Rebecca Racusin Almog ’02
“Don’t limit yourself.”
“I was groomed from a very young age by my violin teachers to be a professional. Pursuing a career in music is not for the faint of heart — it takes hours of practicing every day combined with serious focus. This can translate into a one-track education: Go to a conservatory for a music degree, then join the orchestral-audition circuit.
“When I started at Kent Place, in seventh grade, I quickly established a rhythm: Wake up at 5:30 a.m. to practice before school, practice in the Mabie House during my free periods, get home and practice more, dinner, homework, bed, repeat. But what my time at Kent Place taught me was that I had a variety of academic interests.

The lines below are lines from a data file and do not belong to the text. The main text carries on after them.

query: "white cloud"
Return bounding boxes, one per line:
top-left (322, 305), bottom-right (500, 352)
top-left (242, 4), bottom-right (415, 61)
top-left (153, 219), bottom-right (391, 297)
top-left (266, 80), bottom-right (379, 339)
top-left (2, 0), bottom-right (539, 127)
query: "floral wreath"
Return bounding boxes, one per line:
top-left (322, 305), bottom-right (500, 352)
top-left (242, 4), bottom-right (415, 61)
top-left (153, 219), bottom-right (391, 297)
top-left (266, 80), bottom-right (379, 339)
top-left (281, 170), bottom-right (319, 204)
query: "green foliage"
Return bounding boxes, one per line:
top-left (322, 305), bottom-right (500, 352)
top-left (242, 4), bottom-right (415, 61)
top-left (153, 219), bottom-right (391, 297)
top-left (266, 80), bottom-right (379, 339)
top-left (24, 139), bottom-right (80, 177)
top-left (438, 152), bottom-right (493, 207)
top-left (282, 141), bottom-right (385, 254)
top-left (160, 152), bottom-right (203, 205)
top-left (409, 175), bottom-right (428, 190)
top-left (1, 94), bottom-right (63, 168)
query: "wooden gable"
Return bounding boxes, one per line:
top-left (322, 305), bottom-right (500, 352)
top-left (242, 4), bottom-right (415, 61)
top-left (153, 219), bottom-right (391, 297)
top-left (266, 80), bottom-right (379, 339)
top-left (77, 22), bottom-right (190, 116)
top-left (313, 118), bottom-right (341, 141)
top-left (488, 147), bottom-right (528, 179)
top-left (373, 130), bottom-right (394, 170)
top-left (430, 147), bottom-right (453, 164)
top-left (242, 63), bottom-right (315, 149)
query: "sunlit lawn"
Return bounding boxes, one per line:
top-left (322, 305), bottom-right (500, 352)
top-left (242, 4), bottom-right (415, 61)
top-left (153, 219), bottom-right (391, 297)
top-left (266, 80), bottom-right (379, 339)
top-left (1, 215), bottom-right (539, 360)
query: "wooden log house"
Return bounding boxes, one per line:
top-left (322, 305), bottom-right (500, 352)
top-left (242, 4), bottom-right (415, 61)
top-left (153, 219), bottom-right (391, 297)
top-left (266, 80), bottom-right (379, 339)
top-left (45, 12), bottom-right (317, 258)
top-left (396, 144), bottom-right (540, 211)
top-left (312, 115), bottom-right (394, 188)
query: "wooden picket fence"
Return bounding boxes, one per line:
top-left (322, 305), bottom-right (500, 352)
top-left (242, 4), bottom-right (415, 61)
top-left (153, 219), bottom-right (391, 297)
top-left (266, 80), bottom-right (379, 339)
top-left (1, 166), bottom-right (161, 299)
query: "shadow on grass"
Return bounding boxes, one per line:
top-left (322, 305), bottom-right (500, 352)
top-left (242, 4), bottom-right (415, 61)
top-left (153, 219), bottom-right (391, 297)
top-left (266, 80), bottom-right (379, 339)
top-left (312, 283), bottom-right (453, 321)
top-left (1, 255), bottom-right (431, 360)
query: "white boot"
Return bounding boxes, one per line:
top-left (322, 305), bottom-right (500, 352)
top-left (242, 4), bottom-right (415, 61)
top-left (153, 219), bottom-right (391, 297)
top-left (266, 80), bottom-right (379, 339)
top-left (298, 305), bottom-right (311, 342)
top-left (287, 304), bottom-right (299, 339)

“When I decided to pursue a liberal arts degree, I knew I was opening myself up to a world of greater possibilities. Though I was still on a performance track, studying concurrently at the New England Conservatory, getting my master’s in music, and winning a few jobs, I continued to believe I could eventually find something to engage all of my skills, both playing and otherwise.
“Two years ago, I started Jackson Hole Chamber Music, a chamber music festival that presents a series of concerts in September, uniting many of the country’s finest musicians. Founding, managing, and playing in a nonprofit organization means I can combine all the things in which I excel. It also enables me to learn on the spot about the other side of the music business — arts administration — with which I had no prior experience. Taking my work at Kent Place seriously and pursuing a liberal arts education in addition to performance studies expanded my horizons and my options for a diverse and fulfilling career.”